“From the furs of the sleigh emerged a gigantic Russian, blonde-bearded, and under his fur overcoat was some sort of a military uniform. I watched him with interest as he came toward the train, accompanied by the station-master, and met by the salutes of the soldiers, who are everywhere in Russia.

“He came straight towards the carriage where I was seated in lonely pomp, and I had just time to seat myself in the opposite corner of the compartment when the door was thrown open, and—enter his royal nibs—the Archduke Alexandewitch or something or other. At least this was high nobility of some kind. His bearded face was very red, and his system had evidently been warmed by something besides exercise.

“His eyes were blurred, and, coming from the light into the semi-darkness of the carriage, he did not see me. A guard deposited a hamper within, and he and the station-master bowed profoundly to me likewise, evidently taking me for some exalted personage, possibly the Czar, who, however, was a giant of a man while I was only medium in height. So it must have been someone else.”

“You certainly were a cool hand,” remarked Jim admiringly. “I never could have done that.”

“Nor I, either,” was the chorus of the other boys.

“Just my bloomin’ cheek, as an English pal of mine used to say,” the engineer continued, “and nothing that I’m very proud of now, but it was the only thing that would have pulled me through that fix. No sooner was his Nibs seated in the train than it started.

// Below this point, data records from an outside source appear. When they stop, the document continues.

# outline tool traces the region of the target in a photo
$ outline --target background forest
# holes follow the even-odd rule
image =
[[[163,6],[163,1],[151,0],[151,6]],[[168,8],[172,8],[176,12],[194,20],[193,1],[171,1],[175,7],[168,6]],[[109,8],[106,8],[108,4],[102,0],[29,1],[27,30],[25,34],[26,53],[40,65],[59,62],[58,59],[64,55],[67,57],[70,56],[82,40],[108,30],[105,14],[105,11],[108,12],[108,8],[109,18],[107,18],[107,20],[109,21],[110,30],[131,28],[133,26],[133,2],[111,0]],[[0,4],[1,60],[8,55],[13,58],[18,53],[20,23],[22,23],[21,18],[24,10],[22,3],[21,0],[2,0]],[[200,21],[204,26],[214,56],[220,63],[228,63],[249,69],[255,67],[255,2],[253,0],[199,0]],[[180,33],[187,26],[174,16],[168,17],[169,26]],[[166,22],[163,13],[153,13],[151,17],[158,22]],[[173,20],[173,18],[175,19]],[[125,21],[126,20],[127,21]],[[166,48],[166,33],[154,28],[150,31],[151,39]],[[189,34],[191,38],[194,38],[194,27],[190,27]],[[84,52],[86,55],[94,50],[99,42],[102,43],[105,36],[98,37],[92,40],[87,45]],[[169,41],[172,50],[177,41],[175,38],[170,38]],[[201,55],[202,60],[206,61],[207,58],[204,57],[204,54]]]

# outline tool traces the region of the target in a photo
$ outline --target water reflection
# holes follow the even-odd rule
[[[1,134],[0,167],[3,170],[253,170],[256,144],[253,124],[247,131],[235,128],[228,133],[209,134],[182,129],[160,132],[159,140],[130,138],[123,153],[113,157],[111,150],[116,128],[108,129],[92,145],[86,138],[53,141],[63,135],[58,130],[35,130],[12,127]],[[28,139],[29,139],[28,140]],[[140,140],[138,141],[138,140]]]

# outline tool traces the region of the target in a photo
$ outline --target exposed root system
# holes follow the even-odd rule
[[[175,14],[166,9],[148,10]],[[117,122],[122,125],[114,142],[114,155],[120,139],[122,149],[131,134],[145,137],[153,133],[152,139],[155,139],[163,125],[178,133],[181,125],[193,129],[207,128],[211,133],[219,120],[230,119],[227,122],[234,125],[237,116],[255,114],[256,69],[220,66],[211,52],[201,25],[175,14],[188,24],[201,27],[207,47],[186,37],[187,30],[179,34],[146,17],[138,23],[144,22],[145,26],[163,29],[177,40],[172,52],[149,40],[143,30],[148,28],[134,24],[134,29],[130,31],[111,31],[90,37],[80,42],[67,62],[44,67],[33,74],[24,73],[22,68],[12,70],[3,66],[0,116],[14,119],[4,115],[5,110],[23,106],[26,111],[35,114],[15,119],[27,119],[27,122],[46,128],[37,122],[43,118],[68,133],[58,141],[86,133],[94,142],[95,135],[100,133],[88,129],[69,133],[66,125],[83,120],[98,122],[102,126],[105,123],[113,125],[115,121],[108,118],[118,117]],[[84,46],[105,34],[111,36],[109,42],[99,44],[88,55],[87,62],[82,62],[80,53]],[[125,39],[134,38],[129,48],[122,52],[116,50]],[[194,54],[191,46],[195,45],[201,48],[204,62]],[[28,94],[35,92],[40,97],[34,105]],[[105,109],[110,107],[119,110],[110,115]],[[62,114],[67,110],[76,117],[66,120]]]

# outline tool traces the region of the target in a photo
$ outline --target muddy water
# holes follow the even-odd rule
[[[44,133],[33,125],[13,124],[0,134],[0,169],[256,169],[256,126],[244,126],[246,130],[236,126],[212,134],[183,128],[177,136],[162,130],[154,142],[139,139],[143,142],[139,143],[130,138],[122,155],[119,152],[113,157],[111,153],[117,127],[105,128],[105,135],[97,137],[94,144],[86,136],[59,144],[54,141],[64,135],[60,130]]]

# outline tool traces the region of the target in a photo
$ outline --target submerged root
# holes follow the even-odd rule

“It made me rather tired to think that we had been delayed for that big pig of a Russian, though I suppose in the United States a train would have been held for some big-bellied politician with a pull, so that I need not have felt so aggrieved at this happening in darkest Russia. But I looked at the big Russian in disgust nevertheless. Then he saw me sitting quietly near the window opposite. One moment he was a picture of amazement, and then he let a roar out of him that shook things.

“I did not naturally understand what the Russian was saying, so I just had to let him roar, and made a few gestures for myself. I feared at first that he would have a fit of apoplexy, as he grew redder in the face than ever, but having expressed himself to his full satisfaction, with a final threat he sat down. I supposed that I should be shot or sent into exile at the first stop.”